Pokagon Food Sovereignty Initiative Brings Native Food Truck to Town

Published May 17, 2018

DOWAGIAC, MICHIGAN — This month, the Pokagon Band of Potawatomi Indians is bringing a mobile native farmers market to the area. On Tuesday, May 22, from 5:30 – 8 p.m. at the Pokagon Community Center, located at 27043 Potawatomi Trail in Dowagiac, Dan Cornelius from the Intertribal Agriculture Council (IAC) and members of the Pokagon Band’s food sovereignty committee will host an evening of indigenous food with a wide variety of native foods on display and available for purchase.

This community event includes a tasting of heirloom and indigenous foods at 6 p.m., followed by a presentation on food sovereignty. Cornelius and the IAC aid Indian tribes and native farmers, ranchers and food producers. They operate the mobile farmers market to expand producers’ market access and increase availability of fresh, healthy, and traditional foods to tribal communities.

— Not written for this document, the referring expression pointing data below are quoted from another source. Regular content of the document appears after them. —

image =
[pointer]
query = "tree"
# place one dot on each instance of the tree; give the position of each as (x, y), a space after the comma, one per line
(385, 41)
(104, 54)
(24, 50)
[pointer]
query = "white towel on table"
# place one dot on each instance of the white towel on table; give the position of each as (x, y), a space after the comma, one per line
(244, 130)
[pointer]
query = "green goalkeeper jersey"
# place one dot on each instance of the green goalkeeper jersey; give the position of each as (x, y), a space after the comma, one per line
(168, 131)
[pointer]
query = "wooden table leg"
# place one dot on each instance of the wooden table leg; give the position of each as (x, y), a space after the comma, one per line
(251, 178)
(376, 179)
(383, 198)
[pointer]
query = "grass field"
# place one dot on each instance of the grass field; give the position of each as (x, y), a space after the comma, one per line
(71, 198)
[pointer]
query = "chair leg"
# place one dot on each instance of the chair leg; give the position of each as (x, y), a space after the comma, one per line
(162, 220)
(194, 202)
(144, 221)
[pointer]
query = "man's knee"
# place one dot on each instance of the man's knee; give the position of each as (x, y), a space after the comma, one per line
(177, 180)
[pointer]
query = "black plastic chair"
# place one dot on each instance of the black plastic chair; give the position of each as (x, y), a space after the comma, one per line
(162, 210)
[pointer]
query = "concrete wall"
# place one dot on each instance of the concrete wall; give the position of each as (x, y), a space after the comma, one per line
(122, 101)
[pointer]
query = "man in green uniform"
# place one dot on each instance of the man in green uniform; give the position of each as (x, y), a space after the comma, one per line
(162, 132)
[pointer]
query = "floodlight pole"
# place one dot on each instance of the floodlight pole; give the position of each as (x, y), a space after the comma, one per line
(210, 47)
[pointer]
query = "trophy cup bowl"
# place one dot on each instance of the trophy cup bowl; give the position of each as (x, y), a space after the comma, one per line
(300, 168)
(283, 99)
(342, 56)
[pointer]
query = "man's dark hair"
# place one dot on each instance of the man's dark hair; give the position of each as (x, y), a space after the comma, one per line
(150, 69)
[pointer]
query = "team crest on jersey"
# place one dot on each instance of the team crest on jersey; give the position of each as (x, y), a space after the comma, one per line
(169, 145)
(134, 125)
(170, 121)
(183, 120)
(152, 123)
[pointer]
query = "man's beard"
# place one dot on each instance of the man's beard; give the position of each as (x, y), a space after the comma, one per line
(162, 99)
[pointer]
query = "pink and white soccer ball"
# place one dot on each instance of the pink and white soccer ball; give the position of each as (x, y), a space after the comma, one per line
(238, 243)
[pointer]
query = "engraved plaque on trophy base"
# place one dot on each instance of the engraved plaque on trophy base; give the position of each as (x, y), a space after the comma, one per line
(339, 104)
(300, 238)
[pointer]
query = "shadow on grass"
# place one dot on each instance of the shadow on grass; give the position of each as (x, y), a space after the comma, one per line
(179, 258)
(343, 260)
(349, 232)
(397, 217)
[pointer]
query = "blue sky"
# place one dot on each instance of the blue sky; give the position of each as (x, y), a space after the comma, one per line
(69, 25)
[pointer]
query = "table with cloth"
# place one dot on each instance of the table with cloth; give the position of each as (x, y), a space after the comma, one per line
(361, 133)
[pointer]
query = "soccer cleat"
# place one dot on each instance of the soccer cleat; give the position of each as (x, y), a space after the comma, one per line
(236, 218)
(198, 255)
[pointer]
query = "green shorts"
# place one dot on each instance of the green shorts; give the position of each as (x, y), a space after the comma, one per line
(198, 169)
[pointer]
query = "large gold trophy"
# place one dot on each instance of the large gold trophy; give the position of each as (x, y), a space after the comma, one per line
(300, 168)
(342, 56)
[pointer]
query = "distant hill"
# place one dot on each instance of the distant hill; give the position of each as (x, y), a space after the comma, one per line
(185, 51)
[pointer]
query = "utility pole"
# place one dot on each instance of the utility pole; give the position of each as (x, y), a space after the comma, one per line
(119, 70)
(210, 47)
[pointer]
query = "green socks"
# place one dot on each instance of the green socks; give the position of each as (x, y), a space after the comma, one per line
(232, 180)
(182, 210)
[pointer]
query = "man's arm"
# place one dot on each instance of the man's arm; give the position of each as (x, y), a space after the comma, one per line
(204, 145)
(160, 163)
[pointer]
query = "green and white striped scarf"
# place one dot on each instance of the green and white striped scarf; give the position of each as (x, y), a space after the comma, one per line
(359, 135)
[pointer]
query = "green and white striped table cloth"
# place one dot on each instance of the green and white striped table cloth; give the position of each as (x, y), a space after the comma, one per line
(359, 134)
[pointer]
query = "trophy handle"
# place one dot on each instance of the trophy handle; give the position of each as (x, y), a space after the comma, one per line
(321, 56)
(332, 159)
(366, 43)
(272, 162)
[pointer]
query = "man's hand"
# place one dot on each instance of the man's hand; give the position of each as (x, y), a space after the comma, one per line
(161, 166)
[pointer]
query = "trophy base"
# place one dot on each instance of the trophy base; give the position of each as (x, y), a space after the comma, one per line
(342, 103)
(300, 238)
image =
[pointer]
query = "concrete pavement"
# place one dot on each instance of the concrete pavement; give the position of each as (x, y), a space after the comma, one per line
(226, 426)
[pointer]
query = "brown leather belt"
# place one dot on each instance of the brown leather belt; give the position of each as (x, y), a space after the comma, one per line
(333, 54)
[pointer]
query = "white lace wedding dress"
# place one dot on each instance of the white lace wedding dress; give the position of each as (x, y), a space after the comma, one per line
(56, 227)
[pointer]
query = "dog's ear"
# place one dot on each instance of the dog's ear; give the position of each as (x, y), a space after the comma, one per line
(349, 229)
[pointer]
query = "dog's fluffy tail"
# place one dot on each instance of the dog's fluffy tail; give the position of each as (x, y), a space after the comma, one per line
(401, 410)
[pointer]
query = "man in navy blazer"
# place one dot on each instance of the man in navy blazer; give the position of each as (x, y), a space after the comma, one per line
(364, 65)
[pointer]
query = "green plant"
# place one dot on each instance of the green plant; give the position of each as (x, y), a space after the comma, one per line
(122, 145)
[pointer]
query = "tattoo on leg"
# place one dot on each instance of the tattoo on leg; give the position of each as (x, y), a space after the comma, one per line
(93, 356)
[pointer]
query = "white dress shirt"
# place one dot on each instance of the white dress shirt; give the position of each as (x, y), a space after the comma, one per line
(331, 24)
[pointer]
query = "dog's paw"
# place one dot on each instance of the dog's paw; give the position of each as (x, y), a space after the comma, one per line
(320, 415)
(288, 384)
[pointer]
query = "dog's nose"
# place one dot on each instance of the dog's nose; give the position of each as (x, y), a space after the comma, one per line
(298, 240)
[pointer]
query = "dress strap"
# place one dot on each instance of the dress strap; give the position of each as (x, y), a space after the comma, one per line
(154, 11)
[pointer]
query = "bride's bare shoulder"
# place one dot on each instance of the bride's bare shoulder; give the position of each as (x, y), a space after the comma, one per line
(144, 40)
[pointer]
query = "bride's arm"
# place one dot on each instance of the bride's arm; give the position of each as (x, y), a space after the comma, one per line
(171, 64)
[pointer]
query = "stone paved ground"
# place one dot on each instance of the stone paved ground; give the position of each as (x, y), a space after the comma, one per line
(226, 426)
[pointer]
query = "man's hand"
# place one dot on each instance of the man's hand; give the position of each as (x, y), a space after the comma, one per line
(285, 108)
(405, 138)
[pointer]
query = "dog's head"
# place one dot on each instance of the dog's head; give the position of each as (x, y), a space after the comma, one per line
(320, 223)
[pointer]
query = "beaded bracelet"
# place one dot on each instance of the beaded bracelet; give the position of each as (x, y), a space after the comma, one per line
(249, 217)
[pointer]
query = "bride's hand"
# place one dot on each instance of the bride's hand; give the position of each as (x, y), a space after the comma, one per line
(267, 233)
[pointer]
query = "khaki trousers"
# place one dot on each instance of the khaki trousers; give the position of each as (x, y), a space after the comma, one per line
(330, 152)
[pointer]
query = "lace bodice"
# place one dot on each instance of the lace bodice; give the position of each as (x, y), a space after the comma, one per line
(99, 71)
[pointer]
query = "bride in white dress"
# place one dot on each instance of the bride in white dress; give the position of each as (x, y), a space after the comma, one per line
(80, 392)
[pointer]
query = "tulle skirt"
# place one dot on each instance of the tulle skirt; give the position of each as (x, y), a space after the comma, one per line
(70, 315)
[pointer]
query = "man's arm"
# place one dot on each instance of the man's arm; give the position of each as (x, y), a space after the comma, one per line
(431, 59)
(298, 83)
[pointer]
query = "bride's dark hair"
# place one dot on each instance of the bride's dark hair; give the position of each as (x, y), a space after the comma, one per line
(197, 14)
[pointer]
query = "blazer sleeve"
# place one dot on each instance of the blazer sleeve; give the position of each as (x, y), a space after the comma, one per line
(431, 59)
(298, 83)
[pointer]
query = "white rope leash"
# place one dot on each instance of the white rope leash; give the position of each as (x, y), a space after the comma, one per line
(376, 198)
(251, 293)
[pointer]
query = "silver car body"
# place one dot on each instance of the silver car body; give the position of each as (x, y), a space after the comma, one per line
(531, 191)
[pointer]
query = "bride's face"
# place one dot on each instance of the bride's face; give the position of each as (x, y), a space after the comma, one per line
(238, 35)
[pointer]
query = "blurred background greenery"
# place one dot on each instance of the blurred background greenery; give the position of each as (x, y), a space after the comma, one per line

“Before contact with Europeans, the Potawatomi in Michiana cultivated wild rice, tapped sugar maple trees, harvested berries, and grew vegetables,” said Gary Morseau, Chair of the Pokagon Band food sovereignty committee. “Many of those traditions and food varieties were lost over the next centuries, but now the Pokagon Band is starting to reclaim its food sovereignty. Efforts include prepping its agricultural land for organic farming, promoting indigenous foods at tribal events and reviving maple sugar and wild rice production on Pokagon land.”